Sunday Telegraph (april 21 2002) Booker's notebook:
Last week I challenged agriculture minister Lord Whitty's claim to MEPs that the controversial 'contiguous cull', under which millions of healthy animals were killed during last year's foot-and-mouth catatstrophe, had been upheld by the courts. On Wednesday three peers, Lord Monro of Langholm, Lord Onslow and the Countess of Mar, asked Whitty to substantiate his claim. His reply was that the cull was upheld in two cases known as Winslade and Westerhall. "The legality of the cull is not in doubt". When I read this to a senior lawyer involved in the battle over the cull, he was incredulous (his exact word was 'b******s!"). Although the government won those cases, they were resolved on individual circumstances. In no way did they approve the cull in principle. The nearest thing to a legal test was the case of 'Grunty the pig' last June, when Mr Justice Harrison ruled in the High Court that the government had no power to impose a "blanket slaughter policy" and that, under the Animal Health Act 1981, each case must be assessed individually. In other words, wherever the government slaughtered on general principle it was acting illegally. Lord Whitty thus misled not only the European Parliament but also our own.
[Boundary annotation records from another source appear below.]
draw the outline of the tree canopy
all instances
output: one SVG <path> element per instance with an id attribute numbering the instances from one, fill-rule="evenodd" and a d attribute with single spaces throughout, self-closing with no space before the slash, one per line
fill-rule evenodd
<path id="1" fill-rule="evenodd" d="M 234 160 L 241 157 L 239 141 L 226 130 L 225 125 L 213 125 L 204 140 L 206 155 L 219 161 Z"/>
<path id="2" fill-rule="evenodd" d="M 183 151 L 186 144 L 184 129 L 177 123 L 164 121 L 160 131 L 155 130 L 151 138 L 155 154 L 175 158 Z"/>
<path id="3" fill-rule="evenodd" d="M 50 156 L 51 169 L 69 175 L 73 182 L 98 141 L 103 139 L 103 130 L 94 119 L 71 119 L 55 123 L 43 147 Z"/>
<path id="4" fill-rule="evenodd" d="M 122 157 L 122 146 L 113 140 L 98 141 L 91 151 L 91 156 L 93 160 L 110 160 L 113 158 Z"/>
This strangely casual approach to the truth shown by our agriculture ministers was further illustrated by a saga which began last November when Margaret Beckett based the case for her new Animal Health Bill on a claim that 55 farms around Thirsk had resisted the ministry slaughter policy, 29 of their appeals had been upheld, yet nine were later found to have foot-and-mouth. Following pressure from Lord Jopling, Lord Whitty admitted on December 20 that these figures had been applied to Thirsk in error. They related to the whole of North Yorkshire. In a letter to Jopling on January 10 Elliot Morley further corrected the figures, admitting there had been only 16 appeals from Thirsk and only two farms found infected; and Lord Whitty grudgingly conceded on the floor of the House that the Thirsk farmers had been maligned. Yet, when appearing two weeks ago before MEPs, he without a blush repeated much the same figures for which he had earlier apologised, claiming that in the Thirsk area 27 appeals had been upheld and seven farms found infected. Again he must have hoped that if he repeated his untruths, no one would notice. It is getting rather a habit.